Tanpa ikut perang pun, sepertinya aku mampu menarik pelatuk dengan mahir karena Josh langsung merenggut kerah dan meninju wajahku. Hidungku serasa meledak dan pandanganku memburam. Josh tidak berhenti. Ia mendaratkan satu hantaman lagi, lagi dan lagi, kemudian membantingku dengan mudah di aspal. Aku berjengit ketika kepalaku terantuk keras, tetapi Josh dan kroco-kroconya tidak memberiku waktu untuk berpikir. Sepatu-sepatu bau tanah mereka menginjak dan menendangku, dan dari pandangan yang berair, kulihat lebih banyak kaki-kaki berhenti melangkah.
Namun tak ada yang mendekat. Tak ada pula yang menghentikan. Mereka sama saja sepertiku, ketika melihat orang lain dikeroyok, mempertanyakan hal bodoh apa yang kulakukan hingga memancing amarah para kriminal teri ini.
Seseorang menendang diafragmaku dan rasanya langsung ingin muntah.
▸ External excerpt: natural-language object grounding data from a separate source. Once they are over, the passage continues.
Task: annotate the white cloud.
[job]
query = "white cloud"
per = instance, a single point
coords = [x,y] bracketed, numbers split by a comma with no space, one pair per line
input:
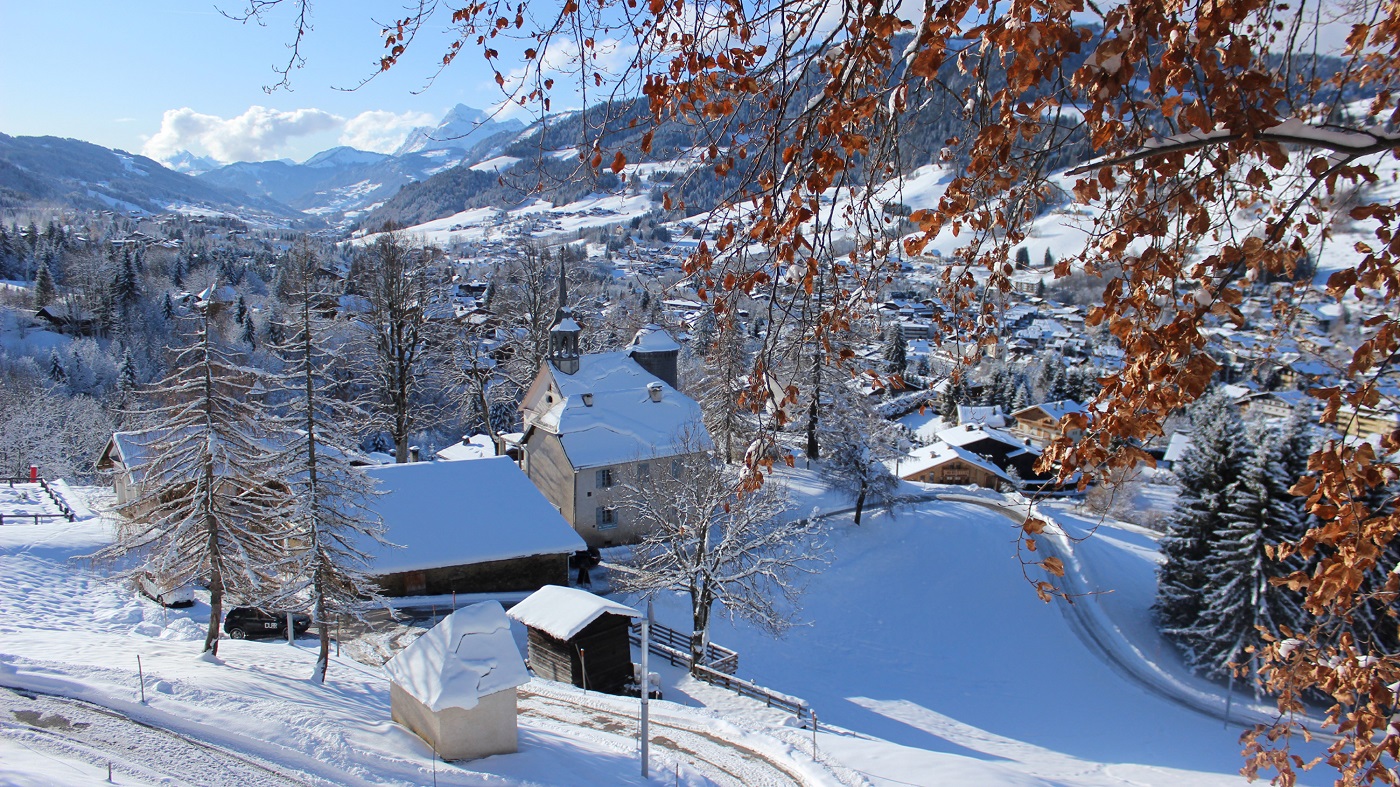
[256,135]
[381,130]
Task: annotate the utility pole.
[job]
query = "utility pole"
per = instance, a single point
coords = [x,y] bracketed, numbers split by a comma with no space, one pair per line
[646,686]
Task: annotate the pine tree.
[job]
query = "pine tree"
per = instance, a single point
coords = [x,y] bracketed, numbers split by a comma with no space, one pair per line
[896,350]
[1206,474]
[725,364]
[56,371]
[1239,598]
[328,497]
[249,335]
[210,503]
[44,290]
[857,441]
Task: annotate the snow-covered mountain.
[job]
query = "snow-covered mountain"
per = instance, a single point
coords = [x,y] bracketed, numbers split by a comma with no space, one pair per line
[343,156]
[342,184]
[191,164]
[464,128]
[93,177]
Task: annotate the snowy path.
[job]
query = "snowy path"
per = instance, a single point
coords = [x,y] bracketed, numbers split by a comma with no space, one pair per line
[136,751]
[727,761]
[1101,637]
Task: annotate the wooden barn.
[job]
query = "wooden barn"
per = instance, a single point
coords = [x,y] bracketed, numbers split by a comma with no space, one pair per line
[455,685]
[577,637]
[466,527]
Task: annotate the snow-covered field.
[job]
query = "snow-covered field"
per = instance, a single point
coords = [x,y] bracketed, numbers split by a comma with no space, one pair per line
[923,651]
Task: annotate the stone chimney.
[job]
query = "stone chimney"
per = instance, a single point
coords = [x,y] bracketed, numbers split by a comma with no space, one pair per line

Pipiku menggembung dan bibirku mengatup rapat menahan gejolak.
Kemudian, sebuah suara bariton familiar yang sangat keras berteriak, menggetarkan udara dan menghentikan kaki-kaki yang menghajarku.
"HEI!"
"Oh, si pahlawan." Josh mencemooh. Bayang-bayangnya beranjak dari pandanganku. "Kau telat, Pahlawan!"
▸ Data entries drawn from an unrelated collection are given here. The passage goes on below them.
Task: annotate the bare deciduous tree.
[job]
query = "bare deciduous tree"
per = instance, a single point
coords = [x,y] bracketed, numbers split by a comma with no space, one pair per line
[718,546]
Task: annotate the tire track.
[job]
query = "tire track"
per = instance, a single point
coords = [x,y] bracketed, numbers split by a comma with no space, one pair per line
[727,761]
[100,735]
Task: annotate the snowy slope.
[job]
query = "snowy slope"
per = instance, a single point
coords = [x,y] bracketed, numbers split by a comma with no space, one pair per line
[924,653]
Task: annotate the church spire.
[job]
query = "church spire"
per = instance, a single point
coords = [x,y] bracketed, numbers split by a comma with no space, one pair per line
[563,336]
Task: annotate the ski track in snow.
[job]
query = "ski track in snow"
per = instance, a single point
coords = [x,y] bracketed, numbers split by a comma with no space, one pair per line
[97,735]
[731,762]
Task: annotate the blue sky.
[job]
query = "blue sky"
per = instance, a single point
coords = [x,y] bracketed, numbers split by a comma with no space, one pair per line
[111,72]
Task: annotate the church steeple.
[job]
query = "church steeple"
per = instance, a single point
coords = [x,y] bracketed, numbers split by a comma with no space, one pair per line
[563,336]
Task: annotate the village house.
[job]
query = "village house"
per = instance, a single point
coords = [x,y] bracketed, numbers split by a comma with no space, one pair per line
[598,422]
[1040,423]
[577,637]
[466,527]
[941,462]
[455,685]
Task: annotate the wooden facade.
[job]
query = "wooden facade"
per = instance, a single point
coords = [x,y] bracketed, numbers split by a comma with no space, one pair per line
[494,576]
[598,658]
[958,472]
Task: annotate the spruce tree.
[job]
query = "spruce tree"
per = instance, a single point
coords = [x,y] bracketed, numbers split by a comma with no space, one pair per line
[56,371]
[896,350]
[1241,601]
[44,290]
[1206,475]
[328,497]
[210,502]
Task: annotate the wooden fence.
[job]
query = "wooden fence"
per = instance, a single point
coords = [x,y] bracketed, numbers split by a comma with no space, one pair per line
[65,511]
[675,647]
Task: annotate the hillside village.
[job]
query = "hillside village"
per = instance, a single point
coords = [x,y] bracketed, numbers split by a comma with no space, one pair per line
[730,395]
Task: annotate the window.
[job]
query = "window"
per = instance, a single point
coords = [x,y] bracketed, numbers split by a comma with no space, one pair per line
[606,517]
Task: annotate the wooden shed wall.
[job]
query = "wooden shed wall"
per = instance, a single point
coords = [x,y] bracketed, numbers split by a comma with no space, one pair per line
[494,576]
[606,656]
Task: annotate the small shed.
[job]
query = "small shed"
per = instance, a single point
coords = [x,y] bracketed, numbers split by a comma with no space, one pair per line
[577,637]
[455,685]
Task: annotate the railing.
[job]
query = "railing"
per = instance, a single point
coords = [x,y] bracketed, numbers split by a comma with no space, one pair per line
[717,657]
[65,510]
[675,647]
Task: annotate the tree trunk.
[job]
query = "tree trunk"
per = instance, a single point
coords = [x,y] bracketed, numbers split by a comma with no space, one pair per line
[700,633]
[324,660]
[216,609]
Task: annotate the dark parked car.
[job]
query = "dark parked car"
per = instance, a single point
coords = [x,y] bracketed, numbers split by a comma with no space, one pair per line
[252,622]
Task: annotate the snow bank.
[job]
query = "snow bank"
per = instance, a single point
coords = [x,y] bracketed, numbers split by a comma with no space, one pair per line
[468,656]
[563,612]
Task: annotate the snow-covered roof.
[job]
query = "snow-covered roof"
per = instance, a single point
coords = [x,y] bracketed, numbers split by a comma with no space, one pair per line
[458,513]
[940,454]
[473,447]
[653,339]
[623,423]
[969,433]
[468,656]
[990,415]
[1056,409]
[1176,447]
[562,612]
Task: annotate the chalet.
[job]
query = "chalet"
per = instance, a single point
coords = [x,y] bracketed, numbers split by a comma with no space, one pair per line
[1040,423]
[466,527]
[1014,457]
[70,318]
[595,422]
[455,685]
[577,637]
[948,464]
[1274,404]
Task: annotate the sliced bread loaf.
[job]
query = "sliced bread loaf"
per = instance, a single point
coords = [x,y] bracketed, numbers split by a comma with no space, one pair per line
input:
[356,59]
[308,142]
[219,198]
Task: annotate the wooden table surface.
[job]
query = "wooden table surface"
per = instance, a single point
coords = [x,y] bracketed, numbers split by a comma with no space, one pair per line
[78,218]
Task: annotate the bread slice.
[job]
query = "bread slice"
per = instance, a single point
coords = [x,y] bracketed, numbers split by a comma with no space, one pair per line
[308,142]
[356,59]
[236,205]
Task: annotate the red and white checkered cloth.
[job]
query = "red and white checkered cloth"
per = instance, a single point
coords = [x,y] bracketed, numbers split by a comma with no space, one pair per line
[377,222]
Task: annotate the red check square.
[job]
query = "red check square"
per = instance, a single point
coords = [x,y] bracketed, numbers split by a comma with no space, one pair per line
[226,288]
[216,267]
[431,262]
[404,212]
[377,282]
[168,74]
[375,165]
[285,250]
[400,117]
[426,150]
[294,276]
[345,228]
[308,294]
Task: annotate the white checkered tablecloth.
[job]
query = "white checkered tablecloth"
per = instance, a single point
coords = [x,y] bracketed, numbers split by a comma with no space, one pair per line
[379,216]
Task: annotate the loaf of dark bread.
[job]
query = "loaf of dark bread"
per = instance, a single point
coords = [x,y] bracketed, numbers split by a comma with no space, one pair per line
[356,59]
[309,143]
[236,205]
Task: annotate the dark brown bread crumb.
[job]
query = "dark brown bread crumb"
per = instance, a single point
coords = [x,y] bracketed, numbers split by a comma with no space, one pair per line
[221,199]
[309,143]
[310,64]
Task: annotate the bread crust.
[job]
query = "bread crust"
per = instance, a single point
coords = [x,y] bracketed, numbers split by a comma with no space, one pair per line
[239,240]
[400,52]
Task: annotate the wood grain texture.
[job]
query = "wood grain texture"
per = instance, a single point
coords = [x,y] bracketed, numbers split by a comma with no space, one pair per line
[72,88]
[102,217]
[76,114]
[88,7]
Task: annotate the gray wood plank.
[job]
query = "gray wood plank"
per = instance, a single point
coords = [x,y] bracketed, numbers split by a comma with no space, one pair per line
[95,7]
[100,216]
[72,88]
Gelak tawa kroco-kroco Josh membuatku muak. Seharusnya ini momen bagus bagiku untuk berguling menjauh, tetapi aku tak sanggup bergerak.
Ketika terasa ujung sepatu lain merapat pada punggungku, aku merasakan sensasi menenangkan mengalir di nadi. Jemari Ronald, yang menggenggam lenganku untuk membantu berdiri, terasa seperti rengkuhan endorfin yang membuatku ingin senyum-senyum.
Kayaknya aku sudah gila.
Ronald mencengkeramku erat, tampaknya khawatir tubuh bagai jeli ini bakal ambyar.
"Kudengar kau ditendang keluar, eh? Kalah dari orang Afrika?" Josh mendengkus puas.
"Seperti kau mampu mengalahkannya saja."
Aku kagum dengan betapa tenangnya suara Ronald. Aku jadi ingat hal-hal lama lagi. Bagaimana lukanya? Sudah sembuh belum, sih? Dan oh, Vincent.
Kepalaku bagai jendela yang ngak-ngik pada engsel saat mencari keberadaan pesolek Italia itu. Tak ada. Aku agak kecewa sekaligus lega. Kecewa karena aku penasaran bagaimana jika wajah rupawannya ikut dihantam Josh. Tapi tampaknya Josh takkan berani dekat-dekat Vincent. Entah kenapa aku yakin sekali.
"Lukamu menjelaskan." Josh berdecak. "Kau payah."
"Ya, aku mungkin terluka di alis." Ronald mengangkat bahu. "Tapi kau mungkin sudah tewas."
Josh merangsek, dan kurasakan tubuhku ikut tertarik gerakan Ronald yang bergeser, tetapi semua berhenti saat aku merasakan gejolak tak tertahankan di kerongkongan.
Mulutku terbuka dan muntahanku pun muncrat ke baju Josh.